I set all tanks up to run for the first month without cleaner crews. I do not fishless cycle any tanks so that I cant offer advice on. I always cycle my tank with zebra danios as they are a hardy fish, the trick is to not put too many in as to overload the filters and cause spikes, minimizing the spike risks go a long way in establishing a closed environment, fish and plants will be healthier in the long run as well. 
I still have the same 6 zebra danios I use for cycling for over 3 years now, they have cycled quite a few tanks and are doing great. Just let the tank be for the first month and test twice daily and you will be fine.


----------



## mfgann (Oct 21, 2010)

I think one thing you may wish you had done is add something beneath the gravel, such as eco-complete, flourite, or just plain soil. A lot of the planted tank sorts add a layer like one of those to help the plants. I went with the 'beaslbob style', with a layer of peat moss, then a layer of sand, and then some gravel/pro-choice select on top. That said, my other tank doesn't have anything but plain gravel, and it seems okay too, its just hard to re-do a tank once it is all set and is full of fish.

The other thing I would say is that plants love scissors. Don't be afraid to trim some things and use the clippings to start new plants. I've found my wisteria does great from clippins, and you can fill in your tank a lot quicker. 

I'm just starting in the planted tanks, but I wish I'd given more thought to my 30G.. Good luck!


----------



## beaslbob (May 29, 2009)

aQualung said:


> If the plants are that efficient at removing ammonia I shouldn't have to worry too much after I add a fish or 2, correct?


+1

Going with a fully planted tank right from the start and adding fish slowly will prevent the ammonia spikes.

Which is how I start up my tanks.

my .02


----------



## aQualung (Oct 20, 2010)

Thanks again everyone!

This morning I read 7.0 pH, 0ppm ammonia, 0ppm nitrIte, 5 ppm nitrAte. All this after adding the fish 3 days ago.
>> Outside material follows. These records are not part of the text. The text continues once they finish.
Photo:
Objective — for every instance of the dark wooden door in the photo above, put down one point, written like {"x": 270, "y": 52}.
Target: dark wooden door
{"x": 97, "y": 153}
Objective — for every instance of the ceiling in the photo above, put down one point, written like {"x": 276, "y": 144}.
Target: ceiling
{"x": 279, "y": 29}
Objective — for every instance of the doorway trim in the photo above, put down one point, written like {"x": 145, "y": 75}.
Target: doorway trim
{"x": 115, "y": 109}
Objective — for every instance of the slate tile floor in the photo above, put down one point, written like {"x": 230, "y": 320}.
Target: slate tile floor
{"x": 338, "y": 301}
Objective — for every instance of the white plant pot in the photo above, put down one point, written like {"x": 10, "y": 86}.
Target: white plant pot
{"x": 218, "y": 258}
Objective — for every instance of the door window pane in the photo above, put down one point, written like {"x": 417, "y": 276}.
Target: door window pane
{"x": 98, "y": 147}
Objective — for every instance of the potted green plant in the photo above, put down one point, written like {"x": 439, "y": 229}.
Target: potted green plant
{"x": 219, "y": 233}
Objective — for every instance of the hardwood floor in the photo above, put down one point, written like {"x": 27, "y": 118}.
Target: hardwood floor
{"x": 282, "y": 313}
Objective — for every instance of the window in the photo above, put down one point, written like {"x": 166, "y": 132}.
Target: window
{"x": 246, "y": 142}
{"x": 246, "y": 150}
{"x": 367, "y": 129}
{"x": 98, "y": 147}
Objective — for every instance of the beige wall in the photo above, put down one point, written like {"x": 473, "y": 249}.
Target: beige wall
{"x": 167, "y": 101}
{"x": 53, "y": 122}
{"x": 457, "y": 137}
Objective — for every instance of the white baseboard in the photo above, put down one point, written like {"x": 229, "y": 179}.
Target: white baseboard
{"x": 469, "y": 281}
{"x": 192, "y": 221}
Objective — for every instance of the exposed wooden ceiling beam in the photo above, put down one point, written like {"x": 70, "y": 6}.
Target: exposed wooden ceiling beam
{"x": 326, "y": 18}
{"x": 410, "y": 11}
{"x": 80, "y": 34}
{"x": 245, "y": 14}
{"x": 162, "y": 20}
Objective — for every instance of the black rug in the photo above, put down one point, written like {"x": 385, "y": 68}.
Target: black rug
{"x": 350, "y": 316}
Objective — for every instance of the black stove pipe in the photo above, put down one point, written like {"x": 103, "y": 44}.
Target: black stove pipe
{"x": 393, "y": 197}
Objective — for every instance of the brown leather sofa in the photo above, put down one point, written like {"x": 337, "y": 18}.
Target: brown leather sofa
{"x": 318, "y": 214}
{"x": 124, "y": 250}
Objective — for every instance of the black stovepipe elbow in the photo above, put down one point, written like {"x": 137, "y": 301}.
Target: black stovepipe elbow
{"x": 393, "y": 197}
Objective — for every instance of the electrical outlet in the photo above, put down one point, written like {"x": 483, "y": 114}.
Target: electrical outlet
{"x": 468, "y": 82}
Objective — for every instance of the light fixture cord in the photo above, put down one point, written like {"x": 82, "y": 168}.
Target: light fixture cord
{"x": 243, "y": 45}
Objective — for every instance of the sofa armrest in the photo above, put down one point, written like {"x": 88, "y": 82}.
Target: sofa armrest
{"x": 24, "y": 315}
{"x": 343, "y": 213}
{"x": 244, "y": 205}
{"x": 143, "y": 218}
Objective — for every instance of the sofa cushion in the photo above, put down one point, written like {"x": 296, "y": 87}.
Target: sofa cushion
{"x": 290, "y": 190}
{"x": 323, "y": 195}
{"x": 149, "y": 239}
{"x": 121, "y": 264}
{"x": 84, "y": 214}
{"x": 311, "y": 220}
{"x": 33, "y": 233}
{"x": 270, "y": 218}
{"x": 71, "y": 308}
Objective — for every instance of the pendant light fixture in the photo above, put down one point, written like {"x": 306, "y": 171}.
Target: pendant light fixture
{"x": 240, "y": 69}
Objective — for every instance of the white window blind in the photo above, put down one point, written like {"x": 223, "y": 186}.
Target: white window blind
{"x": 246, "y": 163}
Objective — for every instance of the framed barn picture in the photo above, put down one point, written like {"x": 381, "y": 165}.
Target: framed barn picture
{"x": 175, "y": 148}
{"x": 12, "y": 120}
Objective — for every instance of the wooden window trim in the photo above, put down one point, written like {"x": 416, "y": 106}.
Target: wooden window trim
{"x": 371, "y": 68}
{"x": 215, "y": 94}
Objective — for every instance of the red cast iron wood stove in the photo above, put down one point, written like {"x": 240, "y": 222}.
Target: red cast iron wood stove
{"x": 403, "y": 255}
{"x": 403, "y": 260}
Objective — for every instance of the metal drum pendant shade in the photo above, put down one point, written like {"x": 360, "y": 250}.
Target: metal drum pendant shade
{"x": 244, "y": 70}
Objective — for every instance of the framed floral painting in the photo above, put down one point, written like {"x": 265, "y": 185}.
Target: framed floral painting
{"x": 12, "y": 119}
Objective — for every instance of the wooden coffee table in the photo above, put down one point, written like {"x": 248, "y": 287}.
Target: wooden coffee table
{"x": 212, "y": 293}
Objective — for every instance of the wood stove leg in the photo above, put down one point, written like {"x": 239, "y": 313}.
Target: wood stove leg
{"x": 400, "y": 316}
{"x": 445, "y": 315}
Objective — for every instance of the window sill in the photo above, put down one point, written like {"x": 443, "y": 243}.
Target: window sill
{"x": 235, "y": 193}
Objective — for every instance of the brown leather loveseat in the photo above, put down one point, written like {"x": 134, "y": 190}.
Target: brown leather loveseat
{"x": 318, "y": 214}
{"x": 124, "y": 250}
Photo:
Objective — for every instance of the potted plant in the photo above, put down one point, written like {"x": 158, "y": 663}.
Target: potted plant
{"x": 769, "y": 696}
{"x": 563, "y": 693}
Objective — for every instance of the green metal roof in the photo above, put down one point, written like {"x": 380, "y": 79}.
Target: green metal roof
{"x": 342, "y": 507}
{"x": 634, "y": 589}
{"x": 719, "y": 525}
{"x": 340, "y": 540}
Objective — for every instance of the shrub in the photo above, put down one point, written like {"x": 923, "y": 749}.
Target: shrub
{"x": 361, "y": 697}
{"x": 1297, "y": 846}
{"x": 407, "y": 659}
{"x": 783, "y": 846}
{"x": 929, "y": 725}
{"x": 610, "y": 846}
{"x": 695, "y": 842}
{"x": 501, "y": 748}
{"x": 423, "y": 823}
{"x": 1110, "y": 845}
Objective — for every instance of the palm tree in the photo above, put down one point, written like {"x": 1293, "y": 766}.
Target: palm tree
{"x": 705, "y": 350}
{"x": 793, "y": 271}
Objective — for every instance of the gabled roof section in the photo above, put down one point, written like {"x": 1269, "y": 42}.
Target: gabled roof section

I assume that's all I was looking for. I know adding additional fish only a week after starting the tank seems fast but all my numbers are exactly what I was looking for so I might go for it depending on what the numbers are by Saturday.

At a minimum I'm definitely adding another plant and some stones and driftwood.


----------



## jrman83 (Jul 9, 2010)

So you have 6 fish, right?

I know you have plants, but you still want to go slow. You don't want to out pace their capabilities at this point. Some of the readings take a little bit of time to show. I wouldn't add anymore fish until you were sure your cycle is complete and that may be another 3-6wks.


----------



## aQualung (Oct 20, 2010)

Yes 6.

I'll listen to all of you more experienced people and wait a little longer on the fish. I am going to add another plant this weekend though.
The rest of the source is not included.